Di posti particolari da visitare a Roma ce ne sono davvero tanti. Ma il Museo delle Anime del Purgatorio è davvero unico nel suo genere: ospitato nella sacrestia della Chiesa del Sacro Cuore del Suffragio, detta anche il piccolo Duomo di Milano, raccoglie documenti e testimonianze che provano l’esistenza del cosiddetto limbo, dove le anime dei defunti giacciono in attesa della purificazione.
La storia del Museo delle Anime del Purgatorio
Il Museo delle Anime del Purgatorio è davvero piccolo: un’unica, grande teca su una parete su cui sono raccolti cimeli che testimonierebbero come le anime dei defunti riescano a mettersi in contatto con i vivi per chiedere preghiere in loro suffragio o per aiutarli a convertirsi.
La collezione di questi singolari reperti storico-religiosi ebbe inizio nel 1894 quando nella cappella della Madonna del Rosario si sviluppò un incendio, a seguito del quale il fondatore della Chiesa, padre Victor Jouet, notò che su una parete era impressa l’immagine di un volto sofferente.

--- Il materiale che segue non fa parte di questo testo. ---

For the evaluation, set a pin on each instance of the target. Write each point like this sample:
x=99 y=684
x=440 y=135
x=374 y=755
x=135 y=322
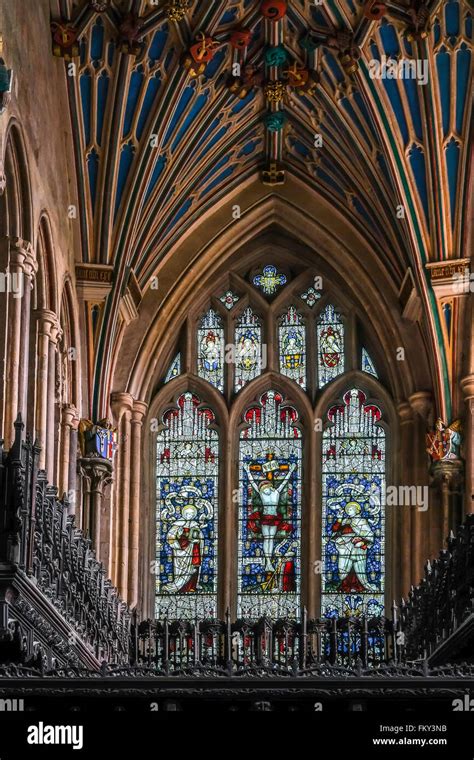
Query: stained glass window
x=187 y=509
x=330 y=336
x=367 y=364
x=353 y=530
x=248 y=348
x=292 y=346
x=270 y=510
x=229 y=299
x=310 y=296
x=210 y=339
x=269 y=280
x=174 y=368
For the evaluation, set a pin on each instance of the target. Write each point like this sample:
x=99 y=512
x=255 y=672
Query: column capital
x=70 y=416
x=97 y=471
x=48 y=324
x=449 y=471
x=138 y=412
x=405 y=412
x=120 y=402
x=422 y=403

Secondo il missionario francese si trattava di un’anima del Purgatorio che si era rivelata al mondo dei vivi. Fu così, che il religioso iniziò a dedicarsi alla raccolta di altre testimonianze in giro per l’Europa, convinto che anche altrove, qualcuno avesse avuto la sua stessa esperienza trascendentale.
La ricerca di padre Jouet trovò l’avvallo del pontefice dell’epoca, Papa Pio X. Il risultato del suo viaggio è oggi sotto gli occhi di tutti i visitatori di questo minuscolo museo.
I reperti esposti nel Museo
Per chi crede nel Purgatorio, i reperti esposti rappresentano la prova tangibile della sua esistenza: vi è un luogo in cui le anime giacciono tormentate, chiedendo solo preghiere affinché si lenisca la loro sofferenza.
Le testimonianze raccolte nel Museo, risalenti prevalentemente al XVIII e XIX, sono una ventina e contengono anche la riproduzione fotografica della prima apparizione di cui fu testimone il fondatore della Chiesa.
Si tratta di pagine di vecchi libri, indumenti, tavolette: tutti oggetti sui quali sarebbero impresse le impronte marchiate a fuoco dei defunti apparsi ai loro congiunti anche molti anni dopo la loro dipartita.
Il materiale in cui entrò in possesso padre Jouet, in realtà, era molto più corposo, ma per le autorità ecclesiastiche gran parte della documentazione prodotta non venne ritenuta autentica.